Mercutio stood in the empty street, his damaged face clearly visible, however none were around to see it. Although it was night the street was brightly lit by the numerous neon advertisements and signs as well as the lamp-posts. The signs bathed the street in a constantly changing kaleidoscope of different colours whilst the lamp-posts created yellow pools of light on the pavement. The road was littered with the remnants of a night of fast food and drinking, fliers from dirty magazines were collecting in the gutters and a solitary pidgeon was pecking at the inside of an upturned noodle box. There was an oil puddle in the middle of the road producing that odd rainbow effect were all the colours of the spectrum can be seen. The shops lining this colourful street were of a colourful nature also. This street was infamous in the main city as being the heart of the Red Light District; though for the moment it was deserted. Word had spread round of Mercutio's visit to the street and people were wisely keeping out of his way. The air was thick and hot, almost stale.

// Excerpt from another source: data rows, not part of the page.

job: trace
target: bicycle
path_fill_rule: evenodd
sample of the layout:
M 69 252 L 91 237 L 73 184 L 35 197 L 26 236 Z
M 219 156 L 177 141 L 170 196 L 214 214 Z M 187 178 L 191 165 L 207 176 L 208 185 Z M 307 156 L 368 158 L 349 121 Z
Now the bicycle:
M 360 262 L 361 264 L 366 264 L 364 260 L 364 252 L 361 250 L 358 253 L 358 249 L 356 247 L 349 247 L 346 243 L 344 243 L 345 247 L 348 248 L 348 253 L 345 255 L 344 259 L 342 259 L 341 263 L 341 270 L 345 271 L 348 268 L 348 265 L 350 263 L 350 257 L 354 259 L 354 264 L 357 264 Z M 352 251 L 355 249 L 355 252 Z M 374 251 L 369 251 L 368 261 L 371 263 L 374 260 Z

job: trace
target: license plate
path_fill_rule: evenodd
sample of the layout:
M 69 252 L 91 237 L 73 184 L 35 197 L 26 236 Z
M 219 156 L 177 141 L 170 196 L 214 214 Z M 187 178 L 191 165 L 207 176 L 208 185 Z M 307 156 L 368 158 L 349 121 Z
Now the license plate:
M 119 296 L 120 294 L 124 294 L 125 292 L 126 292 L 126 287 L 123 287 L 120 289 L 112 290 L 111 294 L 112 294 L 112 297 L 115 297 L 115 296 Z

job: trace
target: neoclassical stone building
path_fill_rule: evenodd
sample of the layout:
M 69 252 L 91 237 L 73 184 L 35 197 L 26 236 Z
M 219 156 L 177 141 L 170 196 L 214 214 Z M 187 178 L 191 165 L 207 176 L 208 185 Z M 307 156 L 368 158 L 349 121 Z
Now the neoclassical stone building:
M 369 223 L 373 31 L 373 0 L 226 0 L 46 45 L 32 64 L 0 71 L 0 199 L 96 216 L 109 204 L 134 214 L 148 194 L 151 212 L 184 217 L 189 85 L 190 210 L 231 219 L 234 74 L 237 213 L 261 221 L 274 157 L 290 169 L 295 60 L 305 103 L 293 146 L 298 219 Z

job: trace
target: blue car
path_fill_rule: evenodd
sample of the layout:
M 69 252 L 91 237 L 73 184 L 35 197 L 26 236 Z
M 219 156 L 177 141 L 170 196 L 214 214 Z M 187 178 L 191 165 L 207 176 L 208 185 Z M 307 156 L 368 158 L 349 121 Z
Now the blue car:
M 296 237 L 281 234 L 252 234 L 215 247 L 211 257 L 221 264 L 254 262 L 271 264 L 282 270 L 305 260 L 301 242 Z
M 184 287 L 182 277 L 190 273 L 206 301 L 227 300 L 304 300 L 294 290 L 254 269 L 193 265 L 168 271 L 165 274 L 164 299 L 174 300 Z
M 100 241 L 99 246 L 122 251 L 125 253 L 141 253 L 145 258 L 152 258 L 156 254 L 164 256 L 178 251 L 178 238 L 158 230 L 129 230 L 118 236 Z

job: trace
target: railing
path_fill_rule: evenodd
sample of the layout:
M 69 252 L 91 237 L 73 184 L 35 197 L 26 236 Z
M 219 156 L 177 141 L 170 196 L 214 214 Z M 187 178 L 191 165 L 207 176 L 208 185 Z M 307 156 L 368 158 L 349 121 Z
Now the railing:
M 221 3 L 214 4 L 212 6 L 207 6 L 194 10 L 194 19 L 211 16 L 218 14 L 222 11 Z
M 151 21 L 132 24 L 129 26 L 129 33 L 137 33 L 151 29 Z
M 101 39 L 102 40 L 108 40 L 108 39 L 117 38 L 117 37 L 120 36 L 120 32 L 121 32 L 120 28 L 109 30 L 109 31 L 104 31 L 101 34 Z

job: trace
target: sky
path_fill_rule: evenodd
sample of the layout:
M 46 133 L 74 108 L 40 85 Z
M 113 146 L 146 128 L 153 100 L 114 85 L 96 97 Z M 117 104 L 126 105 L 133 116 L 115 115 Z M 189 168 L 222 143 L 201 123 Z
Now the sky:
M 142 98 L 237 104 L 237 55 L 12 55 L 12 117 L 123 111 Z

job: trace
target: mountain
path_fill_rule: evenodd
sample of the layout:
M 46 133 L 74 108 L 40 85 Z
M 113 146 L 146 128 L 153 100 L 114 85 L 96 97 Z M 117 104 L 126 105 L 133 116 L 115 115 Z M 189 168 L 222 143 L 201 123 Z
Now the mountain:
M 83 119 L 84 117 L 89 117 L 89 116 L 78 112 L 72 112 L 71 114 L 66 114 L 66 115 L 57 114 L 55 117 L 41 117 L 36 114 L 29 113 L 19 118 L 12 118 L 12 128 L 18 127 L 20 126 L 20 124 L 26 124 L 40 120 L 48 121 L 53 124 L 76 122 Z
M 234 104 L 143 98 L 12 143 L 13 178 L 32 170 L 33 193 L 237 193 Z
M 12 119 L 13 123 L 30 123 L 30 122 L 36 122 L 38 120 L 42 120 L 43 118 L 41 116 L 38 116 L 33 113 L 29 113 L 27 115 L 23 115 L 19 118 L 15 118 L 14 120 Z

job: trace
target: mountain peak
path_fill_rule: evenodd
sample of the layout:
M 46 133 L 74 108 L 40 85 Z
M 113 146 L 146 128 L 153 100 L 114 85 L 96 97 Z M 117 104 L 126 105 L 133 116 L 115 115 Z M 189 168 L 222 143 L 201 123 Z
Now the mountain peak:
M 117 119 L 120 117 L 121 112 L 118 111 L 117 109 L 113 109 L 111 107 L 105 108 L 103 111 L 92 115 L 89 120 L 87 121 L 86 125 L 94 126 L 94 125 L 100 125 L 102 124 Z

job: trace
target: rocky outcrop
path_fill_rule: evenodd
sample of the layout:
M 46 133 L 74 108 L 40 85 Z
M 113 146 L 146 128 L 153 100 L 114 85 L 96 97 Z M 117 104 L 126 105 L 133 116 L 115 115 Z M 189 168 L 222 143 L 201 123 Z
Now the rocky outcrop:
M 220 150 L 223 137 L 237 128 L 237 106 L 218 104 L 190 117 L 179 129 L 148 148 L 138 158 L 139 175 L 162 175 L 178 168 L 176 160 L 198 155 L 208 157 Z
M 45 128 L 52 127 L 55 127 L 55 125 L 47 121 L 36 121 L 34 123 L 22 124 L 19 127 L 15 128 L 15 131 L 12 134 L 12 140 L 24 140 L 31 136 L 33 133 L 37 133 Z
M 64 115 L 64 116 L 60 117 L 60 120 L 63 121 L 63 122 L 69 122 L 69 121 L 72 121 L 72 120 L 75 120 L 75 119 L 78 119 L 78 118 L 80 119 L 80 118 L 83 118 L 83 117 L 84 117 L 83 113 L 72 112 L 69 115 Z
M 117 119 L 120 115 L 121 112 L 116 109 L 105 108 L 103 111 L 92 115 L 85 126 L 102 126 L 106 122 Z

Merc waited in the middle of the road. He knew the person whom he was waiting for would arrive soon.

----------


## unrest

Genki swept a match across his boot and, cupping the flame in his hand, torched the end of a hand rolled cigarette that was dangling from his lip. His first drag was a long one and his exhalation seemed to fill the small room with smoke that hung heavy in the hot air. A girl lay unconscious on an economy bed across the room, payed for but not used. Genki sat in a small chair (the only other piece of furniture) with his back to the wall, right next to a window opened just a crack. He was listening intently, waiting for something to happen in the streets.

Genki took another drag of his cigarette, but this time too greedily. He tried to stuff the cough deep inside him but could not keep it from escaping. He snuffed out the cherry and hoped that the sound did not leave the room.

----------